Because of its size, it is a good idea to make a reservation, but I was seated right away in my walk-in experience during a weekday. Apart from smiles, they greet you with ice water, tasty papadum chips and three chutney preparations: mint cilantro, tamarind and sweet mango. My favorite was the mint cilantro, a mix also containing onion, tomato, bell peppers, ginger garlic, jalapeño and chaat masala. However, this was never refilled, and I consumed it quickly.

In spite of that, the service at Cumin is great. Just like the first month of dating, Cumin is courting customers by dashing them with smiles, armies of waiters, constant water refills and how-are-you questions. I hope Cumin does not turn into a “pimp” restaurant in WP, taking for granted its once appreciated customers. Advice to Cumin: there are other Indian restaurants, some BYOB, so make the service a staple!

To start I ordered the vegetable samosa (2), described “as potatoes and peas in a mild fragrant spice blend”. The outer crunch was perfectly contrasted with the inner mush. Unfamiliar with Indian beer, I ordered a Kingfisher lager, the largest selling beer brand overall in the Indian market. The light, refreshing and crispy flavor quenched my thirst well.

For dinner I sampled the Chicken Tikka Masala and Lamb Sahi Korma, with an order of garlic naan (oven-baked flat bread). The entree came with basmati royale long grain rice, which is ideally paired with the curry. The chicken plate, an Indian classic, was boneless white meat marinated in spices and served in creamy tomato sauce. The boneless lamb tasted mildly spicy and was served in creamy almond-cashew curry sauce. The menu will not disappoint–its many pages, though mostly Indian (not Nepalese), hosts a variety of meats and preparations, such as pakora, soups, salads, chaat, vegetable concoctions, seafood (shrimp and fish), rice mixes, biryanis, traditional desserts and a decent wine list, along with a full bar.

The only problem I found with the dining experience was the small size of the tables (which is a result of the small physical area of the restaurant). After the introductory chips, chutneys, water and beer, it became increasingly difficult to also fit the samosa, rice, flat bread, main dishes and the eating plates. A fork eventually slipped off as I tried to make room for a new dish.

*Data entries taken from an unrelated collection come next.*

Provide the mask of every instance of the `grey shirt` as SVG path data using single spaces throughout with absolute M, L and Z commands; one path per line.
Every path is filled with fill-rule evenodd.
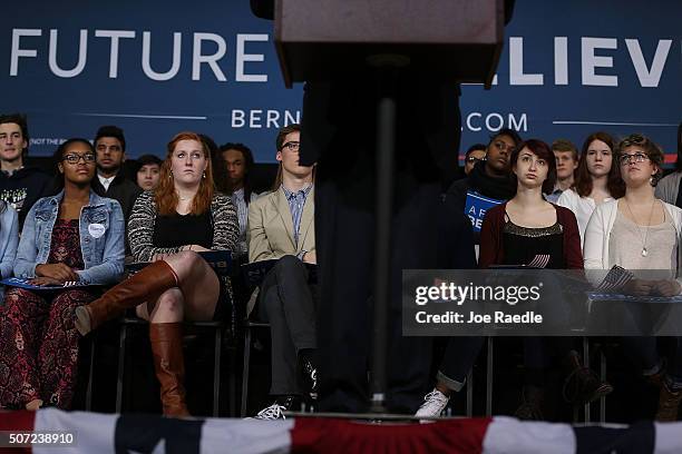
M 682 171 L 673 171 L 666 177 L 663 177 L 656 185 L 655 196 L 663 201 L 671 205 L 675 205 L 678 201 L 678 191 L 680 189 L 680 180 L 682 179 Z
M 608 254 L 612 264 L 630 270 L 670 269 L 670 278 L 675 278 L 678 233 L 668 214 L 662 224 L 645 227 L 633 223 L 618 211 L 610 241 Z M 646 256 L 642 255 L 643 247 L 646 247 Z

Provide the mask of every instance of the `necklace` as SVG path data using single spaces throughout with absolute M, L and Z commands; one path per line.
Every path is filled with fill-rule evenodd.
M 653 216 L 653 207 L 656 204 L 656 199 L 654 199 L 651 204 L 651 211 L 649 211 L 649 223 L 646 223 L 646 227 L 644 228 L 643 237 L 642 237 L 642 230 L 640 229 L 640 223 L 637 223 L 637 218 L 634 217 L 632 209 L 630 209 L 630 204 L 627 203 L 625 198 L 623 198 L 623 200 L 625 200 L 625 206 L 627 207 L 627 211 L 630 211 L 630 216 L 632 216 L 632 219 L 634 220 L 640 238 L 643 238 L 642 239 L 642 257 L 646 257 L 649 255 L 649 251 L 646 250 L 646 236 L 649 235 L 649 227 L 651 226 L 651 217 Z

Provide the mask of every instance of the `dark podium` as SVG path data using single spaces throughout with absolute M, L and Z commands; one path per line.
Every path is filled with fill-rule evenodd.
M 275 0 L 274 19 L 288 87 L 371 73 L 386 81 L 377 105 L 371 367 L 371 409 L 383 413 L 397 132 L 391 75 L 409 70 L 435 82 L 489 87 L 503 46 L 504 0 Z
M 382 56 L 489 86 L 504 36 L 503 0 L 276 0 L 274 13 L 288 87 L 391 65 Z

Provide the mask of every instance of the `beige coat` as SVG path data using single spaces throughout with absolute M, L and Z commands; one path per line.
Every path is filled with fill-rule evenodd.
M 249 261 L 315 250 L 314 193 L 313 188 L 305 197 L 298 246 L 294 244 L 291 210 L 282 188 L 249 204 Z

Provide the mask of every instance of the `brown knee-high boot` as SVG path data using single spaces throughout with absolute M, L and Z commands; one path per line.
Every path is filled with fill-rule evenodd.
M 177 287 L 177 275 L 164 260 L 154 261 L 86 306 L 76 308 L 76 329 L 81 335 L 103 323 L 118 317 L 126 309 L 146 300 L 156 300 L 160 294 Z
M 185 404 L 183 324 L 150 323 L 149 342 L 154 368 L 160 383 L 164 416 L 189 416 Z

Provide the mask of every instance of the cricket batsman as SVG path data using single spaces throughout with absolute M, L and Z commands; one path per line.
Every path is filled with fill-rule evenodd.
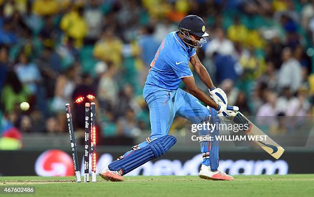
M 178 28 L 179 31 L 166 36 L 159 47 L 150 64 L 144 88 L 143 97 L 149 108 L 151 134 L 102 170 L 99 174 L 104 179 L 122 181 L 123 175 L 168 151 L 176 142 L 174 137 L 168 135 L 175 115 L 192 123 L 202 124 L 208 121 L 219 123 L 219 115 L 232 117 L 237 114 L 227 109 L 226 94 L 214 87 L 196 54 L 195 48 L 201 47 L 206 42 L 205 37 L 208 36 L 204 21 L 198 16 L 188 15 L 180 22 Z M 210 96 L 197 86 L 189 61 L 208 88 Z M 189 93 L 179 88 L 181 81 Z M 200 131 L 200 135 L 218 135 L 219 131 Z M 233 180 L 232 176 L 218 169 L 218 142 L 203 140 L 200 144 L 203 153 L 200 176 Z

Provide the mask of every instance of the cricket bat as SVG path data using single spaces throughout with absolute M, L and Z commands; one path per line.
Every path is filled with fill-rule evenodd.
M 240 112 L 238 112 L 233 121 L 237 124 L 248 124 L 248 129 L 244 131 L 248 135 L 267 135 Z M 266 140 L 254 141 L 254 142 L 277 160 L 279 159 L 285 151 L 283 148 L 268 135 L 266 137 Z

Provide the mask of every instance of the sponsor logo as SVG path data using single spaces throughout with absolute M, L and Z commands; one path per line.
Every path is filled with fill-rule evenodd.
M 264 143 L 263 142 L 262 142 L 261 141 L 258 141 L 258 142 L 259 142 L 259 143 L 260 143 L 261 144 L 264 145 L 265 146 L 267 146 L 268 148 L 270 148 L 271 149 L 272 149 L 272 152 L 270 154 L 272 154 L 272 153 L 274 153 L 276 152 L 277 152 L 278 151 L 278 148 L 277 148 L 277 146 L 273 146 L 270 144 L 266 144 Z
M 36 160 L 35 171 L 37 175 L 43 176 L 73 176 L 73 161 L 65 152 L 49 150 L 43 152 Z
M 119 170 L 117 172 L 118 172 L 118 173 L 121 175 L 123 175 L 123 174 L 124 174 L 124 172 L 123 172 L 123 169 L 122 168 Z

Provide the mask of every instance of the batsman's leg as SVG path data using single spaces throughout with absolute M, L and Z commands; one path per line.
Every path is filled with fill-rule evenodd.
M 183 90 L 178 90 L 178 93 L 181 94 L 181 96 L 178 97 L 182 100 L 178 102 L 181 103 L 181 106 L 177 111 L 178 115 L 188 119 L 193 124 L 200 124 L 204 121 L 209 122 L 213 125 L 220 123 L 220 119 L 217 115 L 217 111 L 213 108 L 211 108 L 208 110 L 202 105 L 197 98 Z M 219 127 L 214 127 L 214 129 L 211 130 L 199 131 L 200 135 L 210 135 L 214 140 L 212 141 L 200 142 L 201 151 L 203 155 L 200 176 L 201 178 L 213 180 L 233 180 L 232 176 L 218 169 L 219 166 L 219 143 L 215 136 L 219 135 Z
M 122 181 L 121 176 L 153 159 L 165 154 L 176 142 L 167 135 L 175 115 L 175 91 L 157 91 L 146 97 L 149 108 L 151 134 L 146 141 L 111 163 L 100 175 L 104 179 Z

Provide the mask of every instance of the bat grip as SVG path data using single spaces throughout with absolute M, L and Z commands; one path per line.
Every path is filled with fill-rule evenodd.
M 238 106 L 227 106 L 227 110 L 229 111 L 239 111 L 239 107 Z

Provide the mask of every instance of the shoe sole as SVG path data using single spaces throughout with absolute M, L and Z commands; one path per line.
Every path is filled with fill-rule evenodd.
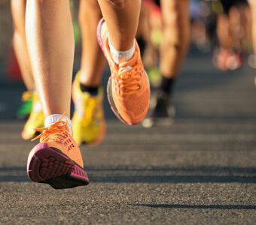
M 102 40 L 102 38 L 100 36 L 101 26 L 102 26 L 102 22 L 104 21 L 105 21 L 104 18 L 102 18 L 99 22 L 98 27 L 97 27 L 97 38 L 98 38 L 98 42 L 99 42 L 99 44 L 100 46 L 100 48 L 102 49 L 103 54 L 105 56 L 105 58 L 107 58 L 106 56 L 105 56 L 105 51 L 104 51 L 104 48 L 103 48 Z M 148 77 L 148 76 L 147 76 L 147 77 Z M 148 77 L 148 82 L 149 83 Z M 108 100 L 111 110 L 113 111 L 114 115 L 117 117 L 117 118 L 121 122 L 123 122 L 123 124 L 127 124 L 127 125 L 136 125 L 136 124 L 141 123 L 141 122 L 136 122 L 136 123 L 128 123 L 128 122 L 125 122 L 123 120 L 123 118 L 122 118 L 122 116 L 119 114 L 118 110 L 117 110 L 117 107 L 114 104 L 114 100 L 113 100 L 113 98 L 112 98 L 112 82 L 109 79 L 108 79 L 108 86 L 107 86 L 107 96 L 108 96 Z
M 74 104 L 75 104 L 75 97 L 74 88 L 75 88 L 75 86 L 74 86 L 74 82 L 73 82 L 71 95 L 72 97 L 72 100 L 73 100 Z M 85 143 L 87 145 L 91 145 L 91 146 L 98 146 L 98 145 L 99 145 L 102 142 L 102 140 L 104 140 L 104 137 L 105 137 L 105 135 L 106 130 L 107 130 L 107 124 L 105 122 L 105 116 L 103 116 L 103 118 L 102 118 L 102 124 L 103 124 L 102 128 L 102 130 L 101 130 L 101 131 L 99 133 L 99 136 L 95 140 L 93 140 L 91 142 L 82 142 L 82 143 Z M 82 144 L 82 143 L 81 143 L 81 144 Z
M 27 164 L 29 178 L 55 189 L 72 188 L 89 184 L 85 171 L 60 150 L 47 143 L 37 145 Z

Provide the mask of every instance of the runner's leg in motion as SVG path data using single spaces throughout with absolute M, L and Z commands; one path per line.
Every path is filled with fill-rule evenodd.
M 190 41 L 189 0 L 161 0 L 163 40 L 160 46 L 162 81 L 151 104 L 151 112 L 142 125 L 165 125 L 173 122 L 172 94 L 186 56 Z
M 136 34 L 140 0 L 98 0 L 115 50 L 130 50 Z
M 163 40 L 160 49 L 160 72 L 175 79 L 186 56 L 190 41 L 189 0 L 161 0 Z
M 103 88 L 101 87 L 105 59 L 96 36 L 97 26 L 102 17 L 97 1 L 80 1 L 82 56 L 81 69 L 72 86 L 75 106 L 72 124 L 74 138 L 78 145 L 83 142 L 98 144 L 105 133 Z
M 136 124 L 145 116 L 150 98 L 149 83 L 135 41 L 140 12 L 140 0 L 98 0 L 104 20 L 97 36 L 111 76 L 108 97 L 117 118 Z
M 33 92 L 35 83 L 25 33 L 26 2 L 26 0 L 11 1 L 11 15 L 14 27 L 14 47 L 24 84 L 28 91 Z
M 23 94 L 24 104 L 19 109 L 18 116 L 20 117 L 29 116 L 29 119 L 21 133 L 21 136 L 24 140 L 29 140 L 35 137 L 36 134 L 33 128 L 43 127 L 44 117 L 38 97 L 35 92 L 35 82 L 26 40 L 26 0 L 11 1 L 11 14 L 14 24 L 14 46 L 23 80 L 28 90 Z

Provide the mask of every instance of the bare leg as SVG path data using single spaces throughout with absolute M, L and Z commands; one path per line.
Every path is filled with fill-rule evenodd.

Cumin is a wonderful addition to a neighborhood lacking in Indian restaurants. Once satisfied and filled, I ordered the rest of my food (reasonably good portions of meat) to go, and dreamily gazed at the many paintings adorning the red-splashed wall–sights of goats, country life, snow-drenched mountain tops and hill-side homes, all displaying a mythical depiction of Indian country life, completely ignoring the increasingly urban reality of many of its citizens. In Chicago however, this is promising urban fixture in Wicker Park.